As can be seen in the first plot of Figure 1, the authors find a positive and strong effect of increases in digitalization in an industry on the hourly net wages of workers with higher education levels, especially, with university degrees. On the contrary, individuals with low levels of education or no qualifications experience a reduction in their hourly wages in periods when their industry digitalizes rapidly.
The coefficients that are shown in the figure can be interpreted as follows: on the one hand, a one unit increase in their measure of digitalization (1,000 pounds ICT capital stock per worker) increases the average hourly net wage of a university graduate by 0.4 pounds, which is equivalent to a yearly net wage increase of 770 pounds. On the other hand, a one-unit increase in digitalization decreases the average hourly wage of workers with no qualifications by 0.16 pounds or 310 GBP per year. The authors consider these wage effects as strong evidence for heterogeneous effects of digitalization: it prominently benefits those who have the skills to thrive in a rapidly digitalizing world.
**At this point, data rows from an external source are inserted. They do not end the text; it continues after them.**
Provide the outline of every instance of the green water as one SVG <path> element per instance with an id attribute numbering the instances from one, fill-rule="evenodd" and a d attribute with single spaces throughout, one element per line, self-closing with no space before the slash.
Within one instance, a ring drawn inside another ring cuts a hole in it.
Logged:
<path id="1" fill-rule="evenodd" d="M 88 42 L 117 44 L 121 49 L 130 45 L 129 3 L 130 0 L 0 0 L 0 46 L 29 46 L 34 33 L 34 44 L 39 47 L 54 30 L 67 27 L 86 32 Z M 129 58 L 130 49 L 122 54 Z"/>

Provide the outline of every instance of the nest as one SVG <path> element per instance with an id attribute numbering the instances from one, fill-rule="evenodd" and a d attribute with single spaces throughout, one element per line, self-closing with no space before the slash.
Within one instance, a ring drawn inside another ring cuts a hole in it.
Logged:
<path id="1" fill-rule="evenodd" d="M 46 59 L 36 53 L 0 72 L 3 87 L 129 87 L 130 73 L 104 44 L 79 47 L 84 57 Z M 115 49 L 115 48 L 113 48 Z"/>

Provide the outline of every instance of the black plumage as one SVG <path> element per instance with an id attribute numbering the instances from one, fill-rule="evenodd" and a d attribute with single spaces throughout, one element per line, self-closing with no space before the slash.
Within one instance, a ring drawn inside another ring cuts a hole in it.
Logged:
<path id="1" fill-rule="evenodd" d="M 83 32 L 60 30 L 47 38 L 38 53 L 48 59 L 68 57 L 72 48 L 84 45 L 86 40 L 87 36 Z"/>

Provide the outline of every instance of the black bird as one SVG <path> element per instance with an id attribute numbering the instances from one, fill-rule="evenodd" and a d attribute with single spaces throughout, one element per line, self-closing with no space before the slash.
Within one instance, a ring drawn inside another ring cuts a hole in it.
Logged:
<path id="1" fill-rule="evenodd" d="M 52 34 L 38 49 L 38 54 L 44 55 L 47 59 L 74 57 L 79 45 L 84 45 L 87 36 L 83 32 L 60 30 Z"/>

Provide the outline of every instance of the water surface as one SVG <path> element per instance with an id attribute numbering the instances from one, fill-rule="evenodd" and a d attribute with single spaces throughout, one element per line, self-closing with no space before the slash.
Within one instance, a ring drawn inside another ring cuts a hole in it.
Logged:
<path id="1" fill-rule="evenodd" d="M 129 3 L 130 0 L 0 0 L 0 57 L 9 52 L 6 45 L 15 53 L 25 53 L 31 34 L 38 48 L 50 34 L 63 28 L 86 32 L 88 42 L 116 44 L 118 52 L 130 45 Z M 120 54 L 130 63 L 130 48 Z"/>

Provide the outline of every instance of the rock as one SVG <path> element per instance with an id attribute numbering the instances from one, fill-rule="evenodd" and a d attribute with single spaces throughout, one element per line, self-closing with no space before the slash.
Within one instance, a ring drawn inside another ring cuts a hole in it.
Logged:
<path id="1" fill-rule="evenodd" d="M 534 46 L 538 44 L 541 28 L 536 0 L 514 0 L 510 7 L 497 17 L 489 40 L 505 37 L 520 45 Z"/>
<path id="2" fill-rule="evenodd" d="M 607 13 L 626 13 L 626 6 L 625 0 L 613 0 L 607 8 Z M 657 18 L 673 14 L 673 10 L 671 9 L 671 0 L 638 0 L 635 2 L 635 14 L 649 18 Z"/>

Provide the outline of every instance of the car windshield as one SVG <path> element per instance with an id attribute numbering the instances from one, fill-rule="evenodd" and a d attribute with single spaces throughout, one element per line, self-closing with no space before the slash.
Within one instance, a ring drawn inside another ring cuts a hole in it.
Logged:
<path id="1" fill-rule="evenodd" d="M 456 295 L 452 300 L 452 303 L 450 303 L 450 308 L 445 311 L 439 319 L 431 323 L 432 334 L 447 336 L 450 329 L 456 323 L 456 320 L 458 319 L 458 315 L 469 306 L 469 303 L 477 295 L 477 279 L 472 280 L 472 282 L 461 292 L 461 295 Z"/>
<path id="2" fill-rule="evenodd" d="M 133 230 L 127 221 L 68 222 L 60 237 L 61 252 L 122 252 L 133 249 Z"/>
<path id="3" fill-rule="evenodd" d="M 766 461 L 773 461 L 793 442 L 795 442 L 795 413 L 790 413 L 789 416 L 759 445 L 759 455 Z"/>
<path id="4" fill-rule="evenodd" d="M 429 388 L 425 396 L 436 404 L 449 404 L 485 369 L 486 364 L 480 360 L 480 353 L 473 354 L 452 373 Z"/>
Next, they examine if digitalization affects the likelihood that workers report being unemployed at the time of the subsequent interview. As the second plot of Figure 1 suggests, they find some evidence that digitalization increases the chances that less educated workers become unemployed after digitalization occurred. This finding is in line with the task-based literature emphasizing that primarily routine jobs in the middle and low end of the wage and education distribution are susceptible to automation.
Overall, the results on the economic consequences of digitalization confirms that it has strong distributional consequences. Digitalization produces income polarization between highly educated – “winners”- and less educated workers – “losers”-, although they find only weak adverse employment effects for workers with medium and low education levels.
Effects of digitalization on political inclinations
The authors´ primary interest is in to know whether and how these distributive effects lead to changes in individual political behavior. The following figure presents the main results regarding voter turnout, support for the Conservative Party, for the Labour Party, and for the incumbent.
As Figure 2 suggests, they find empirical evidence of increasingly unequal political participation due to technological change. Highly educated workers in industries digitalizing more quickly become more likely to vote. A one-unit increase in digitalization raises turnout among voters with university degrees by 0.64 percentage points. In contrast, they find no effects or negative effects among less educated workers.
Furthermore, they study the relationship between digitalization and support for parties. The results provide clear evidence for increased support for the Conservatives among winners of technological change. For instance, a 1000 pounds increase in the capital stock per worker is associated with an increase in support for the Conservatives of approximately 0.6 percentage points among the highly educated. On the contrary, digitalization is accompanied by a reduction in support for the Conservatives for less educated workers. Concerning the support for the Labour Party, the results are not conclusive.
The previous results are consistent with the authors’ initial expectations, according to which workers who benefit from digitalization may become more likely to support an economically right-wing party either due to self-interest reasons or to psychological channels in which positive experiences with creative destruction make workers hold more pro-market attitudes.
The main hypothesis in this case is that through a simple reward-punishment mechanism, winners of digitalization become more likely to support the incumbent while losers withdraw support. Their results provide clear and strong evidence in line with the egotropic economic voting hypothesis: being in a digitalizing environment increases the likelihood of supporting the incumbent, but only for highly educated workers who benefit more from digitalization.